Si c’est ce qui se produisait, les marchés boursiers et des titres à revenu fixe seraient en assez bonne position. L’autre camp prévoit que les choses seront beaucoup plus longues et difficiles qu’on le croyait initialement. Et je pense qu’un point clé pour les investisseurs, et c’est probablement un thème clé sur lequel nous reviendrons encore et encore aujourd’hui, c’est que vu où on est en ce moment, il en faudra beaucoup pour aller là où nous devons aller.
C’est ce qui se produit souvent dans les marchés quand les liquidités abondent et qu’il y a beaucoup de mouvement et de dynamisme : les fluctuations sont attribuables à un grand nombre de spéculateurs et de négociateurs quantitatifs. C’est un monde où on veut être un investisseur. Et cela changement la dynamique. Le marché de négociation est très dur. Et je pense de plus en plus que si vous voulez déterminer la conjoncture économique, je pourrais vous sortir un graphique qui irait dans le sens de ce que vous voulez.
Je pourrais faire en sorte que les nombres s’adaptent à vos idées.
C’est parce qu’il y a tellement de données contradictoires. Et avec ces contradictions, il est très, très difficile de déterminer où on en est.
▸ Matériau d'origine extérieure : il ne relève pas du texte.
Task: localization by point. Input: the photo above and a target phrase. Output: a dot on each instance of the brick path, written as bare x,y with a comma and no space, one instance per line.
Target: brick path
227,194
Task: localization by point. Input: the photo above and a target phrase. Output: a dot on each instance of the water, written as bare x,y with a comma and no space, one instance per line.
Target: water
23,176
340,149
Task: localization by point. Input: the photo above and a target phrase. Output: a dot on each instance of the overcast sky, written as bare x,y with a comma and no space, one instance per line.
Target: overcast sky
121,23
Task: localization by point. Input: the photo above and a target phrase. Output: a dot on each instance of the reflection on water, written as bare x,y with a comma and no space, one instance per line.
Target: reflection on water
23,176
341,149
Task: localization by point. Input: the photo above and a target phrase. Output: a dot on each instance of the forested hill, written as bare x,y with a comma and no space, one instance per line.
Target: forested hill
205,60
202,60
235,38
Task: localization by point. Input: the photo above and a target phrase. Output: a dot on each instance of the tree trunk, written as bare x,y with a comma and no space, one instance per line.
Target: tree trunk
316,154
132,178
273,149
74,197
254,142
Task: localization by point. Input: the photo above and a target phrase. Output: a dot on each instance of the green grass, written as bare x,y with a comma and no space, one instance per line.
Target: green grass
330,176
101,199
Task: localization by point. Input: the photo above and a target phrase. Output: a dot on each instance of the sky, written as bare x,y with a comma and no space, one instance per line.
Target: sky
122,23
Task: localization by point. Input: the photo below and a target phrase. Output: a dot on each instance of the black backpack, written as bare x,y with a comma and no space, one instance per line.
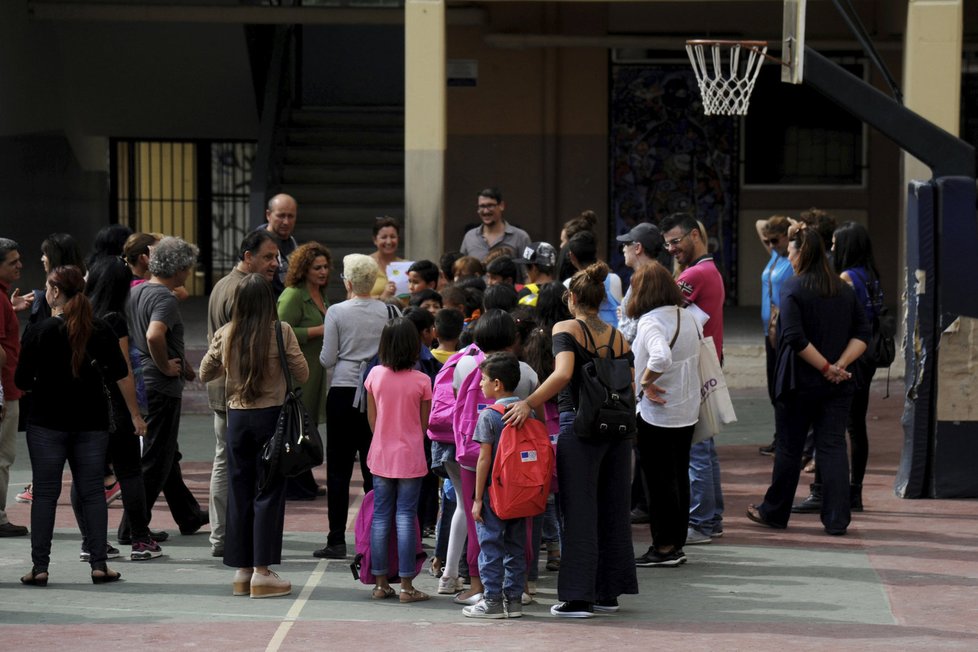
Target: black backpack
605,400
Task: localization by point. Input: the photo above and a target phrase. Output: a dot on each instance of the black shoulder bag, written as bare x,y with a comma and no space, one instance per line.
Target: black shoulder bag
295,447
605,401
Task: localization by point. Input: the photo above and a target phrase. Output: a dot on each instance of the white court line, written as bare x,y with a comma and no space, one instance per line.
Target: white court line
296,609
C’est particulièrement difficile en ce moment parce qu’on peut prendre l’ensemble de données qu’on veut et créer une histoire à partir de cet ensemble.
Donc, la situation actuelle est que les banques centrales disent, en somme, il faut prendre le médicament. On sait qu’il goûte mauvais et que personne ne l’aime, mais c’est ce qu’il faut pour guérir. Au final, croyons-nous vraiment que les banques centrales vont maîtriser l’inflation et la faire diminuer?
Oui. Oui. Oui. Et je pense qu’il y a quelques raisons pour lesquelles c’est le cas. Je suis encore dans le camp qui a cette tendance à amplifier les choses. Si on recule dans le temps, dans la dernière année et demie, et qu’on regarde la masse monétaire, qu’on regarde M2, on voit une courbe en J qui va jusqu’au ciel. Et puis après, on se demande comment l’inflation a pu se produire? Eh bien, je pense que c’est très clair.
Après ce constat, si on donne aux gens beaucoup d’argent à dépenser, des taux d’intérêt très bas et beaucoup de temps, l’économie sera plutôt active. Et c’est ce qui s’est passé. Pour cette période qu’on veut étudier, il y a beaucoup d’aspects qu’on doit prendre en considération. Le secteur manufacturier commence à ralentir. Le coût de la nourriture aussi. Je sais qu’il est encore élevé, on en a parlé un peu la dernière fois, mais il commence à redescendre. Et on voit que c’est encore un peu une surprise à l’épicerie, mais ce n’est plus autant le cas puisque les coûts de base de la nourriture diminuent.
Et quand on passe à côté d’une station-service, on voit que le prix de l’essence a baissé. On est actuellement à 10 et ce qu’on dit, c’est que dans ce passage de 10 à 5, on est en plein milieu en ce moment. Tout bien considéré, c’est ce qui se passe. On est à la moitié. Rapidement, on devrait y arriver.
Ensuite, pour le passage d’un 5 à un 2 ou un 3, il y aura des choses plus délicates qu’on devra surveiller. Et je pense qu’il y a deux côtés déterminants à surveiller. D’un côté, on a le marché de l’habitation. De l’autre, le marché de l’emploi. Ce sont les deux choses qui vont déterminer à quelle vitesse on va se rendre au 2 ou au 3.
Et il est très probable que ce soit au quatrième trimestre de 2023 et au début de 2024 que les choses rentreront dans l’ordre. Ce n’est par pour tout de suite.